Comments caught on tape about Trump’s treatment of women didn’t change her mind: “I don’t know anyone that doesn’t talk like that once in their life.”

But Maine Democrats convened a small news conference just before Trump’s plane touched down in Bangor to call attention to Trump’s treatment of women. Their supporters and other protesters waved signs that read: “America is better than Trump,” “I do not consent,” and “No place for racism.”

“We need a president who is civil and respectful of the discourse of women and men,” said Democratic Attorney General Janet Mills.

However, voters like Jennifer Moody, 46, of Penobscot, said they didn’t believe all the recent allegations against the candidate and that they couldn’t stomach the notion of a continuation of the policies of President Obama.

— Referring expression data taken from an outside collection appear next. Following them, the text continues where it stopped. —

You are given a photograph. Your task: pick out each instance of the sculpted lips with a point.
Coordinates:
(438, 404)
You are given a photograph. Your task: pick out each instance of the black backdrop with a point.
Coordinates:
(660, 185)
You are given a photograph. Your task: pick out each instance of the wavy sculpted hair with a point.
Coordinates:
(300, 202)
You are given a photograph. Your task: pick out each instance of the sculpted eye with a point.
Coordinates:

Moody, a rural postal carrier, said Trump’s largest selling point is “He’s not Hillary.” She also said Trump’s outsider status made him attractive as a candidate, although she previously supported both Ted Cruz and Marco Rubio.

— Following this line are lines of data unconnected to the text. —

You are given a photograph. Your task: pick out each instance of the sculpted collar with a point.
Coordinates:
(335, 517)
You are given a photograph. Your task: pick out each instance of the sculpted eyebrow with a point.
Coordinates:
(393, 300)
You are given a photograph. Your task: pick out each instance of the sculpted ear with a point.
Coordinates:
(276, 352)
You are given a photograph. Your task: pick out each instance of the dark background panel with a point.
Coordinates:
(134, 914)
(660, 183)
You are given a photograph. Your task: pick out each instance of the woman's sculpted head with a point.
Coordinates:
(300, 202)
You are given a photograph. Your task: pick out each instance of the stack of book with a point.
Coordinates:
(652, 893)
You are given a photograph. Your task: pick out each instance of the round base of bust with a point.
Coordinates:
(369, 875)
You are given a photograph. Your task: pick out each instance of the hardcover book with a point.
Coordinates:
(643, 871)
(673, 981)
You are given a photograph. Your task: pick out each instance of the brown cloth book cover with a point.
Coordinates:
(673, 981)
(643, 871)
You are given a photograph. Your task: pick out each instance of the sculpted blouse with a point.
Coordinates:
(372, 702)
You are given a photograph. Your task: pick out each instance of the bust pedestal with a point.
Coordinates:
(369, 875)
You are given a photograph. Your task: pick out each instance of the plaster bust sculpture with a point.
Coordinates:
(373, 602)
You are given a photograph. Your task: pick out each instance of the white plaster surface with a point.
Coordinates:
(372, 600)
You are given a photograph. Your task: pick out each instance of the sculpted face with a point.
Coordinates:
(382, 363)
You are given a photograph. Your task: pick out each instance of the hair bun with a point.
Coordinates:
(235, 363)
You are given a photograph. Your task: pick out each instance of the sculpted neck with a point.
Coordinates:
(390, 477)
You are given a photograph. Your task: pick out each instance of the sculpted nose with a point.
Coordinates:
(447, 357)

Both Moody and another Trump supporter, Randall Bryant, 66, of Searsmont, also said they believed Trump is right to claim the election is being rigged by the establishment and the media.

Moody said he trusted Trump far more than any of the establishment politicians, including other Republicans.

“He doesn’t lie, he doesn’t live in a land of rainbows and cotton candy, he’s straightforward,” Bryant said. “He’s not going to sit around and sing, ‘Kumbaya.’ He’s going to get off his ass and do something.”

Gad and Noreen Liebmann of Belfast said they are backing Trump because they’re worried about who Hillary Clinton might appoint to the Supreme Court. “If Hillary appoints Supreme Court justices, the Constitution won’t be worth more than toilet paper,” Gad Liebmann said.

Concerns about Clinton and how she would deal with terrorism are a concern for Elizabeth and Scott Haver of Fairfield.

“If Hillary gets in, it’s four more years of corruption,” Elizabeth Haver said. “We think Donald Trump is our only hope.”